Relief swept through him at the reminder. He hadn’t come here to argue with her or to discuss their future. Nor was he ready to answer her question.

“Now’s not the time for this,” he said. “I came by to tell you I’m leaving.”

“Leaving? Where?”

“Denver. Some vampires had gone missing, and we just located them.”

He caught the moment everything clicked. Her eyes widened into saucers. Her heart beat faster, and he had to stop his heart from trying to match hers.

“Is it like Zylotech all over again?” She swallowed, her fear an invisible wall between them. “Are you going to kill more humans?”

Marek settled into the cold, empty space inside during battle, or he’d give in to the urge to stride over and embrace her.

“Yes.” Unfeeling.
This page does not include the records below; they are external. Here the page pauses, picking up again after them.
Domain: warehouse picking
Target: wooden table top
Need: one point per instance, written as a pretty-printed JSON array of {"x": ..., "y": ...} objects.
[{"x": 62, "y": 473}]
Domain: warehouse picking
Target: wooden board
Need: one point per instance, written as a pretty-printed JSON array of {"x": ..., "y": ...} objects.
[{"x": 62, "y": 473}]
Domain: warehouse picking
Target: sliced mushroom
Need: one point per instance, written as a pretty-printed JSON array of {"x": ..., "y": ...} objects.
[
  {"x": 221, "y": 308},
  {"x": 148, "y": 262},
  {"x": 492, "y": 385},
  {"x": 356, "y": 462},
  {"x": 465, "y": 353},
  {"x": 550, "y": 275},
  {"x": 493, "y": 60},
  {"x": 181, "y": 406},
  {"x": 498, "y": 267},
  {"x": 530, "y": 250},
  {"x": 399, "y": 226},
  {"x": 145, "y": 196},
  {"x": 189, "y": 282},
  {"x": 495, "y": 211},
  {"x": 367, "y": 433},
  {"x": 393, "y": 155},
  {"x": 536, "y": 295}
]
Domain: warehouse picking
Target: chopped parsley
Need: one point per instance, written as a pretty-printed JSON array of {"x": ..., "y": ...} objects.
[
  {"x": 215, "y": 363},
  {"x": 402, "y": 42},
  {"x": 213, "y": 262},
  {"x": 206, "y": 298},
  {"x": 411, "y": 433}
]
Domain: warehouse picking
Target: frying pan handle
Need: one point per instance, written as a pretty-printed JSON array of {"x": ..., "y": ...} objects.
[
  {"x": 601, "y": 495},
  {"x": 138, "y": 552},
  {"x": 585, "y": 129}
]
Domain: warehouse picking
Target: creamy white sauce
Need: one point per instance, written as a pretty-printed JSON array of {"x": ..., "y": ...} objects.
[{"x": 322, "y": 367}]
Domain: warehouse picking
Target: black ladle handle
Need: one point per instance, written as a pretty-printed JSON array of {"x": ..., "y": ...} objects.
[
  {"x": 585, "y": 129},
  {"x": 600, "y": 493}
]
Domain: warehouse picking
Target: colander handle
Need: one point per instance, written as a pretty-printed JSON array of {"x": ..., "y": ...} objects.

Detached. “Or would you prefer they kill us?”

“Of course not!” She paced in a small circle. “You…you’re going to kill people. People who have friends! Family! Kids!”

Down. Deeper and deeper into the darkness. Into the frigid void. Where her light, her humanity couldn’t touch him. Drowning out his vampire’s shrieks.

“So that should absolve them of their sins? I should let them kill us? Because obviously vampires don’t have friends or family!”

“That’s not what I mean,” she said, her voice small.Want to hold her. Kiss away her sadness. Can’t.“There has to be a better way.”

“There isn’t,” he snarled. No weaknesses. “It’s been this way for as long as vampires and humans have existed. This discussion is pointless. I have to go.”

“Wait!” She stretched out her arm as if to stop him before dropping it. “Must you go?”

Olivia. Waiting for him. Home.

His brothers dead. His father’s hatred.

“I have to go,” he repeated, spun on his heel, and left, slamming the door behind him.

Chapter Seventeen

Bang!

Olivia jumped, hit the stool, and caught the counter to stop her fall.

What just happened?

Her heart jackhammered against her ribs, sweat coated her palms, and her eyes registered nothing as she tried to process the rollercoaster of events from the last few minutes.

Her interview. Marek storming in. Her heart swelling with happiness. Guilt. His anger. Hurt at his refusal to understand.

Him leaving. Dead guards at Zylotech.

Olivia squeezed her eyes shut and leaned harder against the counter, breathing deep with her mouth.

She was suddenly back, stuffed under the desk. The sound of gunfire amplified in her memory. But instead of fearing for her life, her worries centered around Marek. Instead of the guard’s body, she saw Marek slumped on the ground, his eyes open, blood coating his chest.

Stop being stupid. Marek will be fine.

He was seven-hundred years old. He’d survived the Riots fifty years ago, when murderous mobs had descended on Vegas and burned down half the city. Yep, she’d done a little digging on him too.

Or was she freaking out because Marek was going to kill people? Olivia straightened and poured herself a glass of water with shaky hands. Death wasn’t foreign to her, but violence was. Murder, for that was Marek’s path. In his quest to save vampires, he would be slaughtering humans.

Olivia had dedicated her life to helping people, to finding a way to use VB to cure diseases without the risk of addiction.